Some C14 members have carried out attacks on Roma camps in Ukraine, as well as LGBT parades and LGBT-related events.
Khachanov says they wanted to arrest him and wait for others to join them, but the student ran away and stayed inside the academy. He asked some academy employees to call the police and remained inside the building until the C14 members left.
One of the organization’s coordinators, Serhii Bondar, said he learned about the meeting from “worried students”.
He says they came to the academy to make sure Khachanov was expelled.
In his comment to the Kyiv Post, Bondar repeatedly hurled insults at Khachanov for “not respecting the foundations of Ukraine”.

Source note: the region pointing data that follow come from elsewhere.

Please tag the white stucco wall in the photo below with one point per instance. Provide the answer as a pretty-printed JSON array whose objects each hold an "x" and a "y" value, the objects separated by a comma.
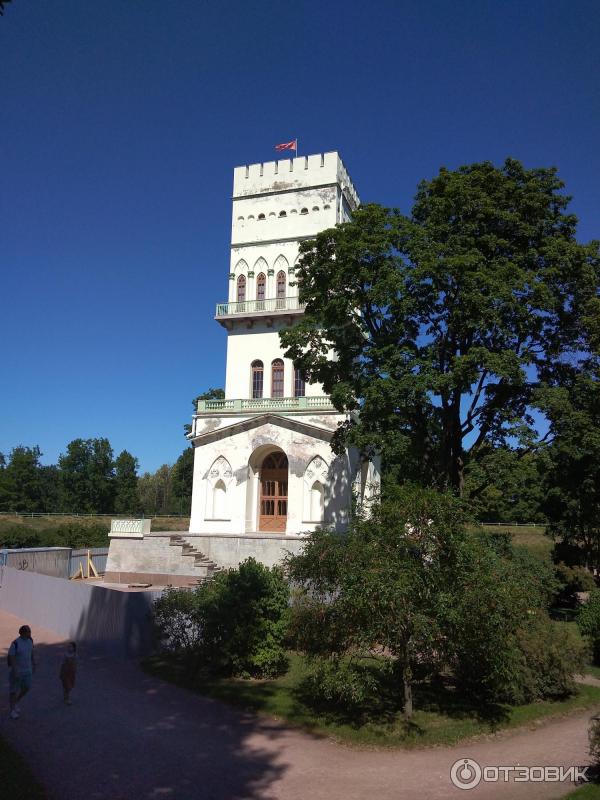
[
  {"x": 245, "y": 345},
  {"x": 243, "y": 450}
]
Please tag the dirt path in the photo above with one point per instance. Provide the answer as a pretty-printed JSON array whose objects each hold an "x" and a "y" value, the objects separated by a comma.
[{"x": 132, "y": 737}]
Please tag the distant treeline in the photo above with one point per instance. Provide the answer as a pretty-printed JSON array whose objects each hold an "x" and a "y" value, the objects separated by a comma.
[{"x": 89, "y": 479}]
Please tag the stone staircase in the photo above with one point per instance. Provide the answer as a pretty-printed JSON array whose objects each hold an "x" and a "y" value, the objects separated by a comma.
[{"x": 204, "y": 568}]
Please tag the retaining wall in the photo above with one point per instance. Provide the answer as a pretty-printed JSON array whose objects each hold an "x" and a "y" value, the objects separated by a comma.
[{"x": 104, "y": 620}]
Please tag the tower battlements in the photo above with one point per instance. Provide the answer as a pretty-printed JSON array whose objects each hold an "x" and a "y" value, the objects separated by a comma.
[{"x": 294, "y": 174}]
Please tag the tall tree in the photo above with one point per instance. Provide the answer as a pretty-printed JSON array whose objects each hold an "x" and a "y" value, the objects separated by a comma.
[
  {"x": 127, "y": 500},
  {"x": 87, "y": 476},
  {"x": 20, "y": 484},
  {"x": 182, "y": 480},
  {"x": 449, "y": 327}
]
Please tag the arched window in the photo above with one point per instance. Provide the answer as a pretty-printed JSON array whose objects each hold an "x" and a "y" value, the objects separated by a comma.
[
  {"x": 257, "y": 379},
  {"x": 277, "y": 378},
  {"x": 299, "y": 383},
  {"x": 316, "y": 502},
  {"x": 261, "y": 286},
  {"x": 281, "y": 281},
  {"x": 241, "y": 294},
  {"x": 219, "y": 500}
]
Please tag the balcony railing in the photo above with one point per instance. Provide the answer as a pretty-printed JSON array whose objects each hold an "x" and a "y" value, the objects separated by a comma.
[
  {"x": 264, "y": 404},
  {"x": 272, "y": 305}
]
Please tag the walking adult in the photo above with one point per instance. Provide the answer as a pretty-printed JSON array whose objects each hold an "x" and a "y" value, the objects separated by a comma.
[{"x": 21, "y": 662}]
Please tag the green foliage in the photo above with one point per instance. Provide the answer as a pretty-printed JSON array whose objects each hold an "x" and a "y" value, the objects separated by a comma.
[
  {"x": 384, "y": 585},
  {"x": 182, "y": 479},
  {"x": 175, "y": 617},
  {"x": 550, "y": 656},
  {"x": 233, "y": 625},
  {"x": 210, "y": 394},
  {"x": 572, "y": 580},
  {"x": 594, "y": 740},
  {"x": 126, "y": 494},
  {"x": 339, "y": 684},
  {"x": 572, "y": 478},
  {"x": 588, "y": 620},
  {"x": 87, "y": 476},
  {"x": 450, "y": 326}
]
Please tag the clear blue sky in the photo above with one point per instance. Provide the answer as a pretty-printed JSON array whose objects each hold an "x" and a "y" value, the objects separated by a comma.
[{"x": 121, "y": 123}]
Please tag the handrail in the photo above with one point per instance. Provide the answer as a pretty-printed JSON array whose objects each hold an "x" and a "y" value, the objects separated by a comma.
[
  {"x": 273, "y": 304},
  {"x": 264, "y": 404}
]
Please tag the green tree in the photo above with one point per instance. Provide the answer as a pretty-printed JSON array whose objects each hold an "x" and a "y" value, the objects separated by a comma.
[
  {"x": 127, "y": 500},
  {"x": 20, "y": 482},
  {"x": 87, "y": 476},
  {"x": 209, "y": 394},
  {"x": 383, "y": 585},
  {"x": 449, "y": 327},
  {"x": 182, "y": 480},
  {"x": 572, "y": 479}
]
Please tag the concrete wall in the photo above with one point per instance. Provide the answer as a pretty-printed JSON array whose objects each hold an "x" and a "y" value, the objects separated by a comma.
[
  {"x": 104, "y": 620},
  {"x": 44, "y": 560},
  {"x": 230, "y": 550}
]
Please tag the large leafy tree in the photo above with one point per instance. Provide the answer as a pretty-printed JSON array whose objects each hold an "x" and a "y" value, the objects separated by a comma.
[
  {"x": 182, "y": 480},
  {"x": 20, "y": 480},
  {"x": 572, "y": 480},
  {"x": 126, "y": 484},
  {"x": 87, "y": 476},
  {"x": 451, "y": 326}
]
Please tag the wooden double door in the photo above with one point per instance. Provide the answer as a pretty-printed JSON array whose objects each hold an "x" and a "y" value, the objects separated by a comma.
[{"x": 273, "y": 493}]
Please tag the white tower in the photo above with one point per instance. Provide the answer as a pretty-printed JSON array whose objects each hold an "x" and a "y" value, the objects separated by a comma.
[{"x": 262, "y": 463}]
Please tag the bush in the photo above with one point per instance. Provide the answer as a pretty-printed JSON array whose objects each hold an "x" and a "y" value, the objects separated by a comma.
[
  {"x": 340, "y": 684},
  {"x": 176, "y": 620},
  {"x": 588, "y": 620},
  {"x": 234, "y": 625},
  {"x": 573, "y": 580},
  {"x": 550, "y": 656}
]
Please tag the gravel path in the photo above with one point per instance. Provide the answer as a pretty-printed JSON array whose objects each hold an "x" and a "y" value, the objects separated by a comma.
[{"x": 129, "y": 736}]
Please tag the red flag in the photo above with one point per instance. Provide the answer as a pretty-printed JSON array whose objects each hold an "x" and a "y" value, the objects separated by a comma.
[{"x": 287, "y": 146}]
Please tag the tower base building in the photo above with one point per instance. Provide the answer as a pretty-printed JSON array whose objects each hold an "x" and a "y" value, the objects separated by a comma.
[{"x": 263, "y": 464}]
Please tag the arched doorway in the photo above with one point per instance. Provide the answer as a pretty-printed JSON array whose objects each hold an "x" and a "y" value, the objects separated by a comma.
[{"x": 273, "y": 493}]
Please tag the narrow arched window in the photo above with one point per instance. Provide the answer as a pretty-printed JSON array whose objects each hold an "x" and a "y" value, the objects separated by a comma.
[
  {"x": 241, "y": 295},
  {"x": 299, "y": 383},
  {"x": 281, "y": 281},
  {"x": 257, "y": 379},
  {"x": 219, "y": 498},
  {"x": 261, "y": 286},
  {"x": 277, "y": 378},
  {"x": 316, "y": 502}
]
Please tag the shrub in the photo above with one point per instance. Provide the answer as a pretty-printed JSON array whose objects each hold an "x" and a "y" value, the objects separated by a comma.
[
  {"x": 233, "y": 625},
  {"x": 176, "y": 620},
  {"x": 550, "y": 656},
  {"x": 573, "y": 580},
  {"x": 588, "y": 620},
  {"x": 340, "y": 684}
]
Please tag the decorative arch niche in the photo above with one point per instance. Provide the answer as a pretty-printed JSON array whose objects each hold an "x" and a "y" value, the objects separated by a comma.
[
  {"x": 218, "y": 481},
  {"x": 315, "y": 483}
]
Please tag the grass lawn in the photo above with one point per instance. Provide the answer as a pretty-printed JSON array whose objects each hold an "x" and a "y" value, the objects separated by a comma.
[
  {"x": 532, "y": 537},
  {"x": 441, "y": 717},
  {"x": 17, "y": 781}
]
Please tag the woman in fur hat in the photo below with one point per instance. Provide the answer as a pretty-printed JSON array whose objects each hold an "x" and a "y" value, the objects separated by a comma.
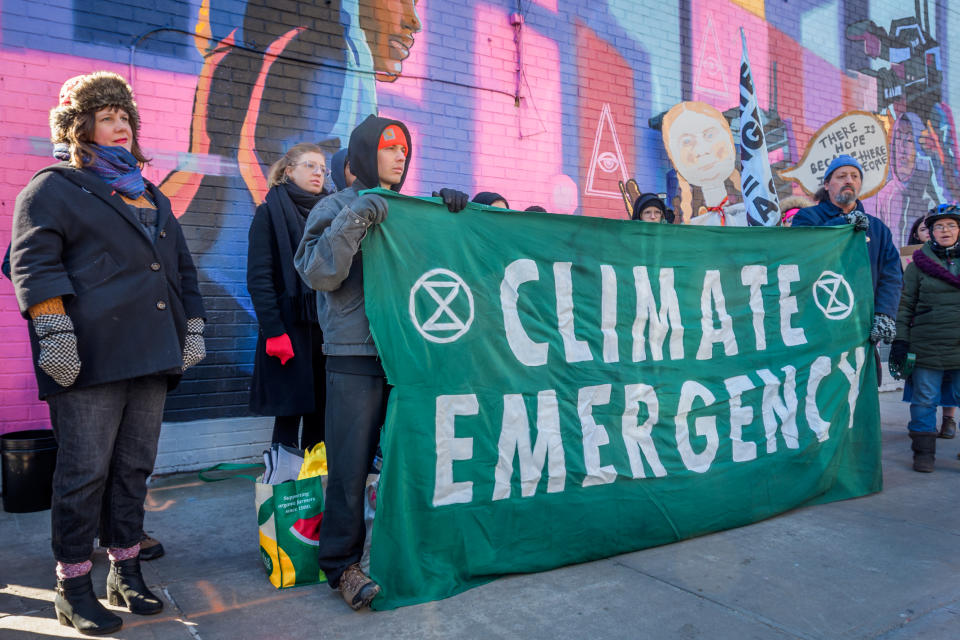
[
  {"x": 927, "y": 327},
  {"x": 919, "y": 234},
  {"x": 104, "y": 278},
  {"x": 289, "y": 379}
]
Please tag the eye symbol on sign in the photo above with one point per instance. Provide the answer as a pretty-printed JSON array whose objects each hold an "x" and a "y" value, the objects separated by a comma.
[
  {"x": 833, "y": 295},
  {"x": 447, "y": 298},
  {"x": 607, "y": 162}
]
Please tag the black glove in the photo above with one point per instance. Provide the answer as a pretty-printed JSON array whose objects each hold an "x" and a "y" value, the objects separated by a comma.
[
  {"x": 371, "y": 207},
  {"x": 898, "y": 358},
  {"x": 859, "y": 220},
  {"x": 58, "y": 348},
  {"x": 194, "y": 348},
  {"x": 884, "y": 328},
  {"x": 455, "y": 200}
]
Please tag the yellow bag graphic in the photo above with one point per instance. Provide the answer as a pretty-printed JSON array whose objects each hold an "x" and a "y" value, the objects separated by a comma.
[{"x": 289, "y": 516}]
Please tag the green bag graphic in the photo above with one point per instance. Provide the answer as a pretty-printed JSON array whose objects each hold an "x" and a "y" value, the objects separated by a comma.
[{"x": 289, "y": 516}]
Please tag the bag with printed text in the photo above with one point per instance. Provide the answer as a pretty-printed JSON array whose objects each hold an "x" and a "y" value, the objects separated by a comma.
[{"x": 289, "y": 516}]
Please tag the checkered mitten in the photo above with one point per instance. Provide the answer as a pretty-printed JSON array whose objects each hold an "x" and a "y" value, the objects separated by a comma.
[
  {"x": 194, "y": 349},
  {"x": 859, "y": 220},
  {"x": 58, "y": 347},
  {"x": 884, "y": 328}
]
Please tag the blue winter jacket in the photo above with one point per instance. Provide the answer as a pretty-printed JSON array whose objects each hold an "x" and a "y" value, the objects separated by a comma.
[{"x": 884, "y": 255}]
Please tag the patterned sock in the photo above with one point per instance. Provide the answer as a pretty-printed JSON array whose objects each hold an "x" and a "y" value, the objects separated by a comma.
[
  {"x": 117, "y": 555},
  {"x": 73, "y": 570}
]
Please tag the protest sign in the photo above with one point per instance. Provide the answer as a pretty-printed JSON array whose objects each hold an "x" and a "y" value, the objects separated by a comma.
[
  {"x": 569, "y": 388},
  {"x": 856, "y": 133}
]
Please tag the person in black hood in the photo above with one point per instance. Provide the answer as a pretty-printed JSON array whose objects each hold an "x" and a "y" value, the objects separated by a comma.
[
  {"x": 329, "y": 260},
  {"x": 648, "y": 207},
  {"x": 288, "y": 368}
]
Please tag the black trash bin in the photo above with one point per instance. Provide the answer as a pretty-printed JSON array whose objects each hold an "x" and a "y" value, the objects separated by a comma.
[{"x": 27, "y": 461}]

But Khachanov maintains he was not meant to mock Ukraine or the Ukrainian military, as there were no national symbols on his sculptures.
Famous Ukrainian artist Oleksandr Roitburd wrote a post in favor of Khachanov on Facebook, assuming that the C-14 influenced the academy’s decision to expel the student.
“The C14 expelled Spartak Khachanov from the academy of fine arts,” reads Roitburd’s post, published on January 24.
The artist also sarcastically suggested that Chebykin should disband the academy’s selection committee and let C14 decide who should be accepted to study art.
In support of Khachanov, students at the academy wrote several Facebook posts protesting what they said was censorship inside the academy.
Some students, artists and activists gather for an action called “Spartak Khachanov is our artist” on January 25 in front of the academy.
And although Khachanov’s exhibition was partially destroyed, it will still have another chance to be seen.
Khlebsavod art space has announced that “Penis Parade” will be exhibited from February 15 to 23 in Kyiv.